/ashrae_energy_forecast

Time series forecasting for energy consumption, ASHRAE dataset on Kaggle. Data wrangling and FE (Pandas), regression (RF, LightGBM, DNN).

Primary LanguageJupyter Notebook

ASHRAE Great Energy Predictor III

Collection of files for Kaggle competition by ASHRAE. Check my Kaggle profile for all kernels. The objective was stated in the competition info as:

In this competition, you’ll develop accurate models of metered building energy usage in the following areas: chilled water, electric, hot water, and steam meters.

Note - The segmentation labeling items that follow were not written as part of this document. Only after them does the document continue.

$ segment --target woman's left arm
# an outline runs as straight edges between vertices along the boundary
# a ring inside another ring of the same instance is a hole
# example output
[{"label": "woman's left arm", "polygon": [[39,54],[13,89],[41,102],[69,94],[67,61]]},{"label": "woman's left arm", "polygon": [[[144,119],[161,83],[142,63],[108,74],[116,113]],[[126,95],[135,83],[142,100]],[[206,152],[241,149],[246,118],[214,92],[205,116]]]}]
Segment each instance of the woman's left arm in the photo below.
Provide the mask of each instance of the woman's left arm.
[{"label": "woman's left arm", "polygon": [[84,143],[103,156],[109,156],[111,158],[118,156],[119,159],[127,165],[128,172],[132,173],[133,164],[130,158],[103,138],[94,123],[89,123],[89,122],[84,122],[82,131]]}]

The data comes from over 1,000 buildings over a three-year timeframe. With better estimates of these energy-saving investments, large scale investors and financial institutions will be more inclined to invest in this area to enable progress in building efficiencies.

Directory structure

  • notebooks contains some of the kernels used on Kaggle.
  • script_version contains a version of the pipeline in python scripts, to be run either locally or in the cloud.

Please refer to the README in each folder for an in-depth description.

Summary of results

  • LightGBM models:

    1. Ensemble of k LightGBM models trained on different CV folds of the (preprocessed) training set. This was the highest scoring solution with a private score of 1.292.

    2. Ensemble of k LightGBM models per meter type, for a total of 4k models.

  • Neural network models:

    1. DNN with entity embedding for categorical features. These are then concatenated with continuous predictors and fed to the first dense layer. We trained this learner making exclusive use of fastai, from the data loading API all the way to training and testing.